Now, I wished Kreon would see me that way, just long enough to correct his mistakes.

“I am looking at trouble brewing,” I said to him. One last try.

“They seem peaceful enough.”

“They’re not,” I said sharply, and I glared at him. “For years you have instructed them to value not the minds of people who bear children but their bodies. Now you seek to dispose of one because she cares for her brother—”

“Because shedefied me—”

“They do not see that part! They see only that you are carelesswith a precious resource. That you seek obedience without rational thought!”

“Obedience,” he said, and he put his hand on my elbow and drew me closer. “Obedience is essential to our survival.”

I tensed. In all our years, Kreon had never hurt me, never grabbed me. This was not like him.

“That may be,” I said, and I pulled my arm free. “But you cannot force people to see the world your way.”

I saw Haemon standing near the platform. He crouched down beside it, so that for a moment I thought he was tying his shoelace. But no—he was looking at something beneath it, something I couldn’t see. He straightened, and looked up at the balcony where we stood. I could not read his expression from here. But I saw things clearly; I always had.

“I must go speak with our son,” I said.

Walking through the crowd, my suspicions were confirmed. There was a buoyancy to crowds that waited in eager anticipation. It was absent here. The tension here was that of a finger on a trigger, a wire pulled tight enough to snap. A soldier escorted me across the square, but shoulders still bumped me from all angles. Voices chased me all the way to where Haemon stood, waiting for us on the platform. His face was drawn. When he set a hand on my shoulder to steady me as he kissed my cheek, it was shaking. I frowned up at him.

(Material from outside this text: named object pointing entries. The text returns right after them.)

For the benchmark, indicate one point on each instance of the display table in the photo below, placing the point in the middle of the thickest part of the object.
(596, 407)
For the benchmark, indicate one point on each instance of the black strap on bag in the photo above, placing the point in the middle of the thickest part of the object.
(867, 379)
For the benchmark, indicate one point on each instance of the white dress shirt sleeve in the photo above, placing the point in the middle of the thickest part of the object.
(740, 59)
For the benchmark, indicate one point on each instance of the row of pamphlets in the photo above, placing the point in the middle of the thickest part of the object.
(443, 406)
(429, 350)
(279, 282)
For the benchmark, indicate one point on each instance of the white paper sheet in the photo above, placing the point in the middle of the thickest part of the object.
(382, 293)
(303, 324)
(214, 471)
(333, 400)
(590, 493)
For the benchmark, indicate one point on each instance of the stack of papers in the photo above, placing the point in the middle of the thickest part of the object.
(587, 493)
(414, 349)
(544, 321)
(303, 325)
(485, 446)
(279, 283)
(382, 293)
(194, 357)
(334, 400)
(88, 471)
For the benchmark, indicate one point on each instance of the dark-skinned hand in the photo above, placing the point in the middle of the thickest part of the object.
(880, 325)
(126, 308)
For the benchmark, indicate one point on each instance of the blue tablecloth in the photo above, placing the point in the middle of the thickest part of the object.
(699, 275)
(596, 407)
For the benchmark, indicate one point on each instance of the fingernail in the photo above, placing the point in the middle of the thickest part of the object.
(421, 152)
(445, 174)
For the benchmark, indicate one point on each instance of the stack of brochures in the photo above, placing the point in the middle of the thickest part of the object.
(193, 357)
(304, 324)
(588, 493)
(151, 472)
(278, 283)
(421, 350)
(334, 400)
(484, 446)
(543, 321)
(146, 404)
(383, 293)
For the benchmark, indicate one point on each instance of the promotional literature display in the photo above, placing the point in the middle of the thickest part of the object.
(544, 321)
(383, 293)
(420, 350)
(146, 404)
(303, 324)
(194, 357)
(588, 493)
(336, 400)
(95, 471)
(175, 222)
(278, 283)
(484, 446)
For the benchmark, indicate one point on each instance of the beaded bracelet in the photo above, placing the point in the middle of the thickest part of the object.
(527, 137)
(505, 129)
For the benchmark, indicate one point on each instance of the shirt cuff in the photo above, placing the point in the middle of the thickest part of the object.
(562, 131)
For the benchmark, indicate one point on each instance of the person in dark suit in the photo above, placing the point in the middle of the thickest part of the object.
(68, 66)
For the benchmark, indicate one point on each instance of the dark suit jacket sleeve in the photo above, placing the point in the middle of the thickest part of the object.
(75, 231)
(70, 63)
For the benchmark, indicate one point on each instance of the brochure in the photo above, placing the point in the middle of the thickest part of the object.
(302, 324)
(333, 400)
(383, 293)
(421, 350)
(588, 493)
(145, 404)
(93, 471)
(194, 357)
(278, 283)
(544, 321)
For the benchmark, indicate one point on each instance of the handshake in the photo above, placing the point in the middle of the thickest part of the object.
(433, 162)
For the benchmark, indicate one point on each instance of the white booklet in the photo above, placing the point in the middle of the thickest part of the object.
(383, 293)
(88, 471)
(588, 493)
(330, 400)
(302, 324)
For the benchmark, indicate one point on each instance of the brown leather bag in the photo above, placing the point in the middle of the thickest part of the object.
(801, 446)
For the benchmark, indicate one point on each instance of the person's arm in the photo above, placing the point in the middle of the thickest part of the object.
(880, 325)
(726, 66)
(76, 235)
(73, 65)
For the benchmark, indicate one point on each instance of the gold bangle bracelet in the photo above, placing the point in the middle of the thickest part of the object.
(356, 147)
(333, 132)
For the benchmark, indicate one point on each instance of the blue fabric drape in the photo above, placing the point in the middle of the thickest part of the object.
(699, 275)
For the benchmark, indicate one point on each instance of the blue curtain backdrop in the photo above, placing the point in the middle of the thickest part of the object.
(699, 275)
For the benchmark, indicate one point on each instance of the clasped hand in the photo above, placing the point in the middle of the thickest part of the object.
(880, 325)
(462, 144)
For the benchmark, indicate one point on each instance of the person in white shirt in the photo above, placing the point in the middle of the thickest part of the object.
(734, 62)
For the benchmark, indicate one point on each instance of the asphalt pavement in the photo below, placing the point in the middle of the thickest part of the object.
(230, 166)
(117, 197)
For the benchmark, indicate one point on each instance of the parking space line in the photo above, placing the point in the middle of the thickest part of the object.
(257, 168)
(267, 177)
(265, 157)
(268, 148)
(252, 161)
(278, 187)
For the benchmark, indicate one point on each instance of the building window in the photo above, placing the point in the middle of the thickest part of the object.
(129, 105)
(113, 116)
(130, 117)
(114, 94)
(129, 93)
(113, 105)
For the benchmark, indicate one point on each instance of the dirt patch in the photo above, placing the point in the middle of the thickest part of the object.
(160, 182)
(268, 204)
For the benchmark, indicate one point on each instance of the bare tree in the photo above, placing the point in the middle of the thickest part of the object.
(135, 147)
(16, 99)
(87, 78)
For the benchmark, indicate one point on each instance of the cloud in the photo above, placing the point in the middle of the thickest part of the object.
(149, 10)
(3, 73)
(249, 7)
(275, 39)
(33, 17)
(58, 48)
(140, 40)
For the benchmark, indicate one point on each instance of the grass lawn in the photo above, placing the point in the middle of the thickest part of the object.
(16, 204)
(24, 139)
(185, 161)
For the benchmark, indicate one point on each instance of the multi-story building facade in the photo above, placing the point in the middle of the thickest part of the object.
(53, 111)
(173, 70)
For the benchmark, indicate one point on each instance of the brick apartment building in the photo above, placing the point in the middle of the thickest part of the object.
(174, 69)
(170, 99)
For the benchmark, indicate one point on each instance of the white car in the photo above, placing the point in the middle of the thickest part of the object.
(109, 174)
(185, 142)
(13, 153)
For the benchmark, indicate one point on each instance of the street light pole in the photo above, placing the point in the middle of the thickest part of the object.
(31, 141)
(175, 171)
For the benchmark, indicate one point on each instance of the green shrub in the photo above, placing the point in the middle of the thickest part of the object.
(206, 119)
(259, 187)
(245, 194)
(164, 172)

“I don’t know what you’re doing,” I said. “But if it’s making you look this sick, I’m sure you don’t want to do it.”

“My father is about to kill my betrothed,” he said. “How else am I supposed to look?”

I was not used to words failing me. But this was an extraordinary situation. I pursed my lips and by that time, Kreon was making his way through the crowd.

He was flanked by soldiers, but the simmer of the crowd reached a boil when he was among them. People edged closer, pressing against the men that protected my husband. One man threw himself at Kreon, and a soldier’s retaliation was swift. He brought the butt of his gun down on the side of the man’s head. The man collapsed into the crowd, disappearing. Kreon made it to the platform as the crowd roared. I saw the injured man resurface with a red streak of blood on his face.

The shouts were deafening. The soldiers held their weapons crosswise, the rifles becoming a barrier. Kreon’s eyes were too wide, the whites showing, as he looked back at the Trireme. He took the radio communicator from his belt and held it up to his mouth. I couldn’t hear what he said, but I reached for him. His arm felt like steel beneath my fingers.

Our eyes met.

“If you do this,” I said to him, “they will revolt.”

The platform beneath the Trireme roared to life. A flame ignited beneath the ship. Smoke curled over its base. At the sight of fire, the crowd erupted. The wall of sound was like a physical thing; it pushed me into Kreon.